И, будучи уверенной в ответе, она исчезла с той энергичностью, которая уже давно стала ее визитной карточкой.
Миссис Клэйтон, сидевшая в кресле возле окна, встала и пошла нам навстречу. Одета она была в глубокий траур – черный цвет подчеркивал бледность ее лица. Это была удивительно красивая женщина, причем в ней чувствовалась какая-то детская искренность, делавшая ее очарование совершенно неотразимым.
– Алиса Чаттертон такая милая, – сказала она. – Организовала эту встречу… Сказала, что вы, месье Пуаро, можете мне помочь. Конечно, я не знаю, согласитесь ли вы, но надеюсь, что согласитесь.
Она протянула руку, и Пуаро взял ее в свои. Он задержал руку на те несколько мгновений, пока внимательно изучал ее хозяйку. При этом в его манерах не было ничего грубого, а взгляд моего друга скорее напоминал изучающий взгляд знаменитого врача, смотрящего на приведенного к нему нового пациента.

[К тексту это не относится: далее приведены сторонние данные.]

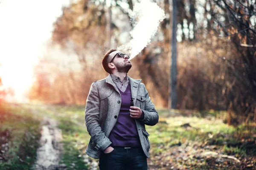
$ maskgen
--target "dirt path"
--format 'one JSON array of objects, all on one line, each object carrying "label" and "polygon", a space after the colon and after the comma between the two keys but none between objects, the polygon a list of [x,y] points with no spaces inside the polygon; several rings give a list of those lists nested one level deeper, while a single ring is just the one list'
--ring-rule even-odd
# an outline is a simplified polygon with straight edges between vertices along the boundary
[{"label": "dirt path", "polygon": [[64,169],[59,164],[61,154],[61,130],[57,128],[55,120],[45,119],[42,127],[40,147],[37,151],[37,161],[34,166],[37,170]]}]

– А вы уверены, мадам, – спросил он наконец, – что я смогу вам помочь?
– Так сказала мне Алиса.
– Понятно, но я спрашиваю вас, мадам.
Женщина слегка порозовела.
– Я не понимаю, о чем вы.
– Что вы, мадам, хотите, чтобы я сделал для вас?
– А вы… вы знаете, кто я?
– Естественно.
– Тогда вы, месье Пуаро и капитан Гастингс, можете догадаться, о чем я вас попрошу. – Мне было приятно, что она знает меня по имени. – Майор Рич не убивал моего мужа.
– Почему?
– Простите?
Пуаро улыбнулся, заметив ее смущение.
– Я спросил «почему?», – повторил он.
– Я не уверена, что понимаю вас.
– И в то же время все очень просто. Полиция и адвокаты – они зададут вам один и тот же вопрос: «Почему майор Рич убил мистера Клэйтона?» Я же спрашиваю вас о прямо противоположном. Я спрашиваю, мадам, почему майор Рич не убивал мистера Клэйтона?
– Вы хотите понять, почему я так в этом уверена?.. Ну, я просто знаю. Я слишком хорошо знаю майора Рича.
– Вы слишком хорошо знаете майора Рича, – повторил за ней Пуаро бесцветным голосом.
Миссис Клэйтон покраснела.
– Правильно – они все так говорят, они все так думают… О-о-о, я все знаю!
– C’est vrai[23]. И об этом они тоже будут вас спрашивать – насколько хорошо вы знаете майора. Может быть, вы будете отвечать правду, может быть, будете врать. Женщине иногда полезно соврать: ложь – это хорошее оружие. Но есть три человека, мадам, которым женщина всегда должна говорить правду: исповеднику, парикмахеру и своему детективу, если, конечно, она ему доверяет. А вы мне доверяете, мадам?
Маргарита глубоко вздохнула.
– Да, – ответила она. – Доверяю. Я должна… – добавила она совсем по-детски.
– Итак, как хорошо вы знаете майора Рича?